Now this was turning into an adventure.
The two men had driven off and the police officer came back to the truck.
"Sorry about that." He apologized. "My bad luck to have to deal with that. Are you going to be all right?"
We assured him we were fine, even though we were a bit confused as to what had happened. We sat in the car and talked and read for the next hour.
When the tow truck showed up I jumped out and ran to meet the driver.
"Boy, are we glad you're here!"
"Don't you recognize me?" He asked. "This is the second time I've been here today."
I suddenly realized he was the second man who had stopped for us that day.
He winched the silver bullet onto the back of his truck and then while we sat in the cab on the way to Merritt he explained everything. He had been driving home when the first man had cut in front of him and nearly made him have an accident. He had called 911 to report his dangerous driving. The first man had stopped to help the two damsels in distress, as had the police officer, as had the second man, and it was just the luck of the draw that they all happened to recognize each other on the side of the highway. The tow truck driver had driven back into Merritt and then got the call to go pick up an '87 Volvo and he had laughed cause he had just been with us.
Well, he dropped our car off at an auto shop that would fix it the next day, and then he drove us across town to the Starbucks to wait for Robin.
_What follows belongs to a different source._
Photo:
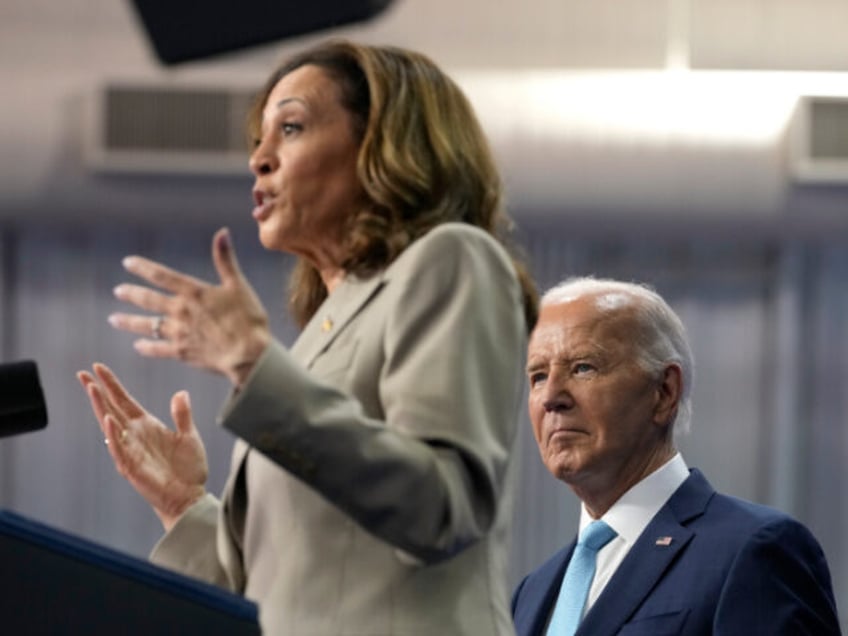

Miriam and I both had cards that had been given to us and we sat and drank tea until Robin came to get us in his Toyota Tercel.
By the time we got to Kelowna it was late (we both forgot the way back to our car) but we stayed up anyway for a few more hours.
All in all we had a wonderful weekend, although slightly dampened by the fact that Miriam had to take the greyhound home on sunday, since I was obligated to stay and wait until my car was fixed. Apparently there were no water pumps in Merritt and they had to order one in and in the end it was my most expensive trip to Kelowna ever.
But educational, yes. I learned all about leaking water pumps and why you should always make sure that when you fill the coolant reservoir, whether with water, antifreeze, or wiper fluid, you actually fill it, and don't just pour it out onto the pavement like I must have done the week before. I discovered how romantic it is to be rescued by a handsome young man in a green Tercel (who said anything about a white horse, anyway?) And I finally followed my Dad's lifelong advice, and yes, before I left Kelowna, I purchased a year's membership with BCAA.